Diao Yi'nan, réalisateur notamment de Black Coal (Ours d’Or à la Berlinale de 2014), revendique dans son cinéma une certaine forme de formalisme. L’usage de ce terme n’est ici pas péjoratif - mais il semble approprié pour décrire l’évolution de l’œuvre de ce cinéaste qui commence à s’imposer comme une des références du cinéma chinois de cette décennie. Le Lac aux Oies Sauvages, polar nocturne contant la cavale, dans la région de Wuhan, d’un chef de gang de voleurs de moto, et sa relation avec une prostituée, réuni tous les codes d’un style de film chinois qui tend à devenir un genre à part entière : le film noir tourné de nuit, dans une ville moyenne de province, dans un décor hypnotique de néons et d'échoppes douteuses.

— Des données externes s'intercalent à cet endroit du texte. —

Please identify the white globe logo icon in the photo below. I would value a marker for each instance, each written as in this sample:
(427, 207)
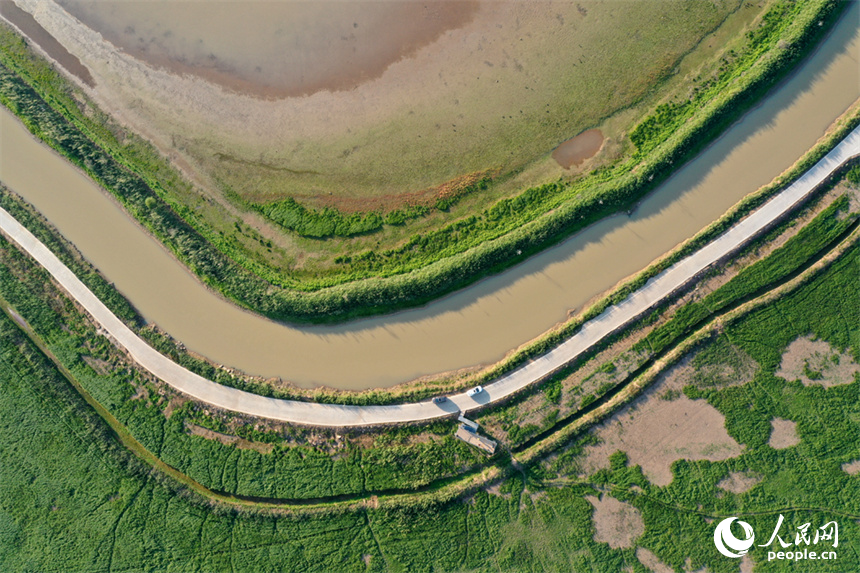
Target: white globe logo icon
(727, 543)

Néanmoins, même en obéissant aux règles esthétiques et narratives du genre, Diao Yi’nan et son équipe parviennent à présenter un film surprenant. Sa force est visuelle: la photographie est d’une qualité rare, sublimant l’onirisme, voire le surréalisme de certaines scènes (une séquence de poursuite dans un zoo est particulièrement marquante). Elle porte et étire un scénario plutôt mince et classique. Ainsi, Diao Yi’nan démontre une certaine qualité à mettre le scénario au service de la mise en scène, plutôt que l’inverse: tout, au sein de l’intrigue, semble être un prétexte pour une nouvelle étrangeté visuelle plutôt qu’un rebondissement narratif cohérent. Mais, contrairement à la majorité des productions adoptant ce choix artistique, cela ne dessert pas le film; ça le rend au contraire plus fascinant.
D’abord, parce que l’histoire n’est pas dénuée de messages, et d'éléments symboliques: c’est une réflexion sur la lutte entre les sexes en Chine, « l’hypersurveillance », la paupérisation. L’effet hypnotique du film est renforcé par une excellente direction d’acteurs. Le personnage de Zhou Zenong, chef de gang recherché après avoir tué un policier, semble s’admettre vaincu dès le début du film. Le Lac aux Oies Sauvages est l’histoire d’une fuite en avant désespérée, et il est difficile de ne pas y voir un hommage aux films noirs occidentaux des années 1950. D’ailleurs, Diao Yi’nan ne cache pas son admiration pour les films de la Nouvelle Vague française, citant régulièrement cette dernière comme source d’influence.
Il est aussi impossible d’ignorer le poids de la censure gouvernementale qui pèse sur les productions chinoises. Les réalisateurs, pour exister, doivent trouver un consensus avec les autorités, ou s’exiler. Diao Yi’nan a choisi la première option; alors, n’espérez pas voir un film explicitement politique. Les enjeux financiers autour du film, qui bénéficie d’un assez gros budget, interdisent le moindre faux-pas. Pourtant, le regard que le film porte sur la Chine contemporaine n’est pas neutre. Les eaux du Lac aux Oies Sauvages sont suffisamment troubles pour que des bandes de bandits, voleurs, proxénètes, n’aient d’autres choix que d’y prospérer.